Ending child labour in all its forms by 2025
Target 8.7 asks Member States to take immediate and effective measures to eradicate forced labour, end modern slavery and human trafficking and secure the prohibition and elimination of the worst forms of child labour, including the recruitment and use of child soldiers, and by 2025 to end child labour in all its forms.
The joint initiative encourages regional, national and organisational stakeholders and individuals to identify concrete actions that they will take by December 2021 to help end child labour. The deadline to submit these Action Pledges is 30 March. Pledge makers are invited to document their efforts and progress throughout the year, through videos, interviews, blogs and impact stories at the website of the International Year for the Elimination of Child Labour 2021.
70 per cent of children in child labour work in agriculture
In the last 20 years, almost 100 million children have been removed from child labour, bringing number down from 246 million in 2000 to 152 million in 2016.

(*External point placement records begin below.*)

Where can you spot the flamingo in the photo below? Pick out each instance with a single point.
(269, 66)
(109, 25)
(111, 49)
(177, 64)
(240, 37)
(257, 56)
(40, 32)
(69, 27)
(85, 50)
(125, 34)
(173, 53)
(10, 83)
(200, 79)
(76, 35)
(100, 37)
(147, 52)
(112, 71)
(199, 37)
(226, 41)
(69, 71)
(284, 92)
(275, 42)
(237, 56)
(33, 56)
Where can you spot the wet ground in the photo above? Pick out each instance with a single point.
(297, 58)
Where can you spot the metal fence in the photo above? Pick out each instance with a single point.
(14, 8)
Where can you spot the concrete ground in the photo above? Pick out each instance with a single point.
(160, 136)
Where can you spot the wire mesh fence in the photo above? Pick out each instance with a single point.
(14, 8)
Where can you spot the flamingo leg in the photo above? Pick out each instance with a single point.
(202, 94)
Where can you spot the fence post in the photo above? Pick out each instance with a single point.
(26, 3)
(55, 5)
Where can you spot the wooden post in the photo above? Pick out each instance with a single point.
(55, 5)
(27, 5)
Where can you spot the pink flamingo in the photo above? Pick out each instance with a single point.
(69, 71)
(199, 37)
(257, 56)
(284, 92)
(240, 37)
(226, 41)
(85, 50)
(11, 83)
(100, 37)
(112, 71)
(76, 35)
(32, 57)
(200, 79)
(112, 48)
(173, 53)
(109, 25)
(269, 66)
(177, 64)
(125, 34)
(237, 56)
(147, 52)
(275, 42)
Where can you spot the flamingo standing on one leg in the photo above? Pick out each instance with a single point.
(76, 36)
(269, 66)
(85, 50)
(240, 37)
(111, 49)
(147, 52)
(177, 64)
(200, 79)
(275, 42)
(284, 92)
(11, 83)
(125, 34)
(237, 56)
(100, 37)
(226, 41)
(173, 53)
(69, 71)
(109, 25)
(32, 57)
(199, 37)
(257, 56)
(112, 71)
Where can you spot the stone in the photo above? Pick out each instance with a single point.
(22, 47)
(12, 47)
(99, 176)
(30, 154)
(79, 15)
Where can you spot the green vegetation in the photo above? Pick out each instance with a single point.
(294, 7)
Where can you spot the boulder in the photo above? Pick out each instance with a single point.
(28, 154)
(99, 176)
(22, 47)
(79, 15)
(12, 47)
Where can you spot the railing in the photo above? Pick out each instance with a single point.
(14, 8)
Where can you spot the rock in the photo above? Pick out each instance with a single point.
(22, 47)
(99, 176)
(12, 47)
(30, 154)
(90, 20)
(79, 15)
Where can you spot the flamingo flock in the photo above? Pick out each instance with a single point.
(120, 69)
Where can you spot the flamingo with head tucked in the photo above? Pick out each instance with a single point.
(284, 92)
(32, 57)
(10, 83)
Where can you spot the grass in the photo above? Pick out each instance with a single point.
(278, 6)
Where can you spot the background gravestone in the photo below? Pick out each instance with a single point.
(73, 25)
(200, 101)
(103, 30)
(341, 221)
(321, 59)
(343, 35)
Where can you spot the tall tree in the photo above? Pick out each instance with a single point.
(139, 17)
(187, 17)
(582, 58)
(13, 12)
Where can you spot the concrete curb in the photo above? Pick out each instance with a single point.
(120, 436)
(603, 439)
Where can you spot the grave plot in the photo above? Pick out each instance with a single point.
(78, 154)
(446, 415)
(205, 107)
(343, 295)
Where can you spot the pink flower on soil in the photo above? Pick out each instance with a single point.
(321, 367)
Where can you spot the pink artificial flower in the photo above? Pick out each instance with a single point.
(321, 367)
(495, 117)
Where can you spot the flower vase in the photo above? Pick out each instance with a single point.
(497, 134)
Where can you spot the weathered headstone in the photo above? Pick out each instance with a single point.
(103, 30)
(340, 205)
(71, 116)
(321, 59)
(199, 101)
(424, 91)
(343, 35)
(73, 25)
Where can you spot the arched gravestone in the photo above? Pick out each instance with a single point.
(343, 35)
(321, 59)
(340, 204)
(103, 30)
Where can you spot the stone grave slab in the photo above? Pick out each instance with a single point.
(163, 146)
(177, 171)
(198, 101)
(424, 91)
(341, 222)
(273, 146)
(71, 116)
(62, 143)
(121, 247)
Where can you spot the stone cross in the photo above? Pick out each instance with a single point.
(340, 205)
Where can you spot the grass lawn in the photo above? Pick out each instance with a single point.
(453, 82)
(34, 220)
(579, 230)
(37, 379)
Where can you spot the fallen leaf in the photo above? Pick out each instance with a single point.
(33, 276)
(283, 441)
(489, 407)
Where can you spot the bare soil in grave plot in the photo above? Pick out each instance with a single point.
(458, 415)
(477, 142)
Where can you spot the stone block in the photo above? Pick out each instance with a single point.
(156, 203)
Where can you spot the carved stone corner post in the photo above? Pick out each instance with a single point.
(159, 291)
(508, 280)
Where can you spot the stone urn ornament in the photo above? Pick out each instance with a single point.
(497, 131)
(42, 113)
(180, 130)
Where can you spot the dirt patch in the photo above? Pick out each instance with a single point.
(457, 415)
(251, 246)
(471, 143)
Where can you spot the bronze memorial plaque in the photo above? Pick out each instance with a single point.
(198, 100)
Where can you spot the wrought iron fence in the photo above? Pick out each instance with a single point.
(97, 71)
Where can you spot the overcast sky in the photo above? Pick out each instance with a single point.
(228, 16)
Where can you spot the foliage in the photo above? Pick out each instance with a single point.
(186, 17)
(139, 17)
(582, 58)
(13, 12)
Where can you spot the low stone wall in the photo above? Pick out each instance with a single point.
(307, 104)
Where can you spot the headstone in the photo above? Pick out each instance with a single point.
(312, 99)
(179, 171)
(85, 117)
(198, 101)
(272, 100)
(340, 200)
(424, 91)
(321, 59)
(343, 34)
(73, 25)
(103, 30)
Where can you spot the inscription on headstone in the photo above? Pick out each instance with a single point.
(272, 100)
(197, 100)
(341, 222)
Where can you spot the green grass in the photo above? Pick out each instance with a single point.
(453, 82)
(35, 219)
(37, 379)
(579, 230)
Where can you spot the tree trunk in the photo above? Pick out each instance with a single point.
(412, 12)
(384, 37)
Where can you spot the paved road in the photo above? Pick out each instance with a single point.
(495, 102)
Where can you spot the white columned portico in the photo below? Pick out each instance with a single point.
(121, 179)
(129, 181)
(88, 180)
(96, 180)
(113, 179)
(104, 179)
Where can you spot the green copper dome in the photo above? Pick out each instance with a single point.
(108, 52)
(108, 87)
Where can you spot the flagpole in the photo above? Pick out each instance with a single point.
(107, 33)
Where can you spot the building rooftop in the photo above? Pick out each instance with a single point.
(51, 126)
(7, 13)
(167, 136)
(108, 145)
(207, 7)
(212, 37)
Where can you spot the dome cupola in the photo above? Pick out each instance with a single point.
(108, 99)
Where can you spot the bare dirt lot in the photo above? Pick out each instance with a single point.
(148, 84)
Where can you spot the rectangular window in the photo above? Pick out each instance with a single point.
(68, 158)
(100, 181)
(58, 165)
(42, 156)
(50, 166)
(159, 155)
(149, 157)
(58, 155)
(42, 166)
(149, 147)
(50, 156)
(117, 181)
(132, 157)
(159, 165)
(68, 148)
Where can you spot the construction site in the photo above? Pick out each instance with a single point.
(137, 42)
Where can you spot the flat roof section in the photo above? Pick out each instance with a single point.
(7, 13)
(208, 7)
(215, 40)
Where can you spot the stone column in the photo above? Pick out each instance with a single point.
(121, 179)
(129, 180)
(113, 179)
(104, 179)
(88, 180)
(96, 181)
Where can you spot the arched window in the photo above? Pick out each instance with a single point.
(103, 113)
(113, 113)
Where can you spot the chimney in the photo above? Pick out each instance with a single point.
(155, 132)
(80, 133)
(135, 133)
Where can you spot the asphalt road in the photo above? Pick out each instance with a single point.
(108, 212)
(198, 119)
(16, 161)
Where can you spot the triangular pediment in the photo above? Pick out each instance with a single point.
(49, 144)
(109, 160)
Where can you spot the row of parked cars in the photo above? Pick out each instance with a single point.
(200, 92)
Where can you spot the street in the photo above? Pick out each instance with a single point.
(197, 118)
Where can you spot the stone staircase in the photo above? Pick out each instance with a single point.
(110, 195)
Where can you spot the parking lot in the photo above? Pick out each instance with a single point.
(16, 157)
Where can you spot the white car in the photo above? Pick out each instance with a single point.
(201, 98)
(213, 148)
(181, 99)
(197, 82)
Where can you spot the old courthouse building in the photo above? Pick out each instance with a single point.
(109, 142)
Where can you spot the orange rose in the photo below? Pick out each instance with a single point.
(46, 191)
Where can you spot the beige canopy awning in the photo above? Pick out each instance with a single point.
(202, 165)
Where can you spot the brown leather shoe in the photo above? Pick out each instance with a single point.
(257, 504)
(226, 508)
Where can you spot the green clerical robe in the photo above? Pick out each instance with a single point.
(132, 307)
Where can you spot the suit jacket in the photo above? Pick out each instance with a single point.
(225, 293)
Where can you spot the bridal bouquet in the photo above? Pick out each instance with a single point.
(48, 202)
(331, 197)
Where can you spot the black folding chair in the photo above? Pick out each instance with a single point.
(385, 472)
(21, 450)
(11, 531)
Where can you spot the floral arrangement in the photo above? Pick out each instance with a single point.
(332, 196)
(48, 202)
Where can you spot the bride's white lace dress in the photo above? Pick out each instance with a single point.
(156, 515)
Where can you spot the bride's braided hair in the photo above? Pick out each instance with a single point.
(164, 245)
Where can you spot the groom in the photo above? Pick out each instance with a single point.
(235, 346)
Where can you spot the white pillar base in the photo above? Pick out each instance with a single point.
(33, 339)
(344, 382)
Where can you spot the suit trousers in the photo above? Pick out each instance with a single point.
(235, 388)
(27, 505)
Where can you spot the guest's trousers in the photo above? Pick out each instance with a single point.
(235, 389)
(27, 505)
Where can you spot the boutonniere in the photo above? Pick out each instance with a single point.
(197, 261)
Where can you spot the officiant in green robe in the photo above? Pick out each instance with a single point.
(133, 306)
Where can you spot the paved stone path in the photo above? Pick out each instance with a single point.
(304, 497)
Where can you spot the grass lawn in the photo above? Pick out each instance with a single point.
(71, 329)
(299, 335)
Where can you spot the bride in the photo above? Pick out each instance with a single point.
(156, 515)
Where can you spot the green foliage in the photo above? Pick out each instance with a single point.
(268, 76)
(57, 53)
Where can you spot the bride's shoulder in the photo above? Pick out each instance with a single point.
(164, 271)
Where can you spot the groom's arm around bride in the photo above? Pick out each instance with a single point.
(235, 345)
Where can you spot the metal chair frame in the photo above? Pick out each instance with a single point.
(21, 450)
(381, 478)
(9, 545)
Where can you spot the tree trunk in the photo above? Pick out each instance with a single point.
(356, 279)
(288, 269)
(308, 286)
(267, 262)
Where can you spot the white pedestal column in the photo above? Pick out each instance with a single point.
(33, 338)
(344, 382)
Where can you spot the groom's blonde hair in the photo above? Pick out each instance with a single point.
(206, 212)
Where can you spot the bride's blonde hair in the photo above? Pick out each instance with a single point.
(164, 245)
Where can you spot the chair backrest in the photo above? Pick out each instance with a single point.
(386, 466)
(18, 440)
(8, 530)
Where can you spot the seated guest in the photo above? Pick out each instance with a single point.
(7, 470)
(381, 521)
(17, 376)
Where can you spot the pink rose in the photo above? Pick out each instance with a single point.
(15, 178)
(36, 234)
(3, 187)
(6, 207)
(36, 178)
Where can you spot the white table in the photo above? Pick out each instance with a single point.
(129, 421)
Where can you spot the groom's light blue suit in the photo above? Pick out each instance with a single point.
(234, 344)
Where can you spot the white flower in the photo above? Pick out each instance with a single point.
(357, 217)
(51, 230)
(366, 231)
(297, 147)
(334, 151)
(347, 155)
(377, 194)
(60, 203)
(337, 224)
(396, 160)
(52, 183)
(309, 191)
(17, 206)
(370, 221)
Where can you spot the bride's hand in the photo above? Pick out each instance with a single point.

However, progress across regions is uneven. Almost half of child labour happens in Africa (72 million children), followed by Asia and the Pacific (62 million). A 70 per cent of children in child labour work in agriculture, mainly in subsistence and commercial farming and livestock herding. Almost half of all these children work in occupations or situations considered hazardous for their health and lives.
COVID-19 crisis threatens progress in the fight against child labour
The COVID-19 crisis has brought additional poverty to these already vulnerable populations and may reverse years of progress in the fight against child labour. School closures have aggravated the situation and many millions of children are working to contribute to the family income. The pandemic has also made women, men and children more vulnerable to exploitation.
The International Year will prepare the ground for the 5th Global Conference on Child Labour (VGC) that will take place in South Africa in 2022, where stakeholders will share experiences and make additional commitments towards ending child labour in all its forms by 2025, and forced labour, human trafficking and modern slavery by 2030.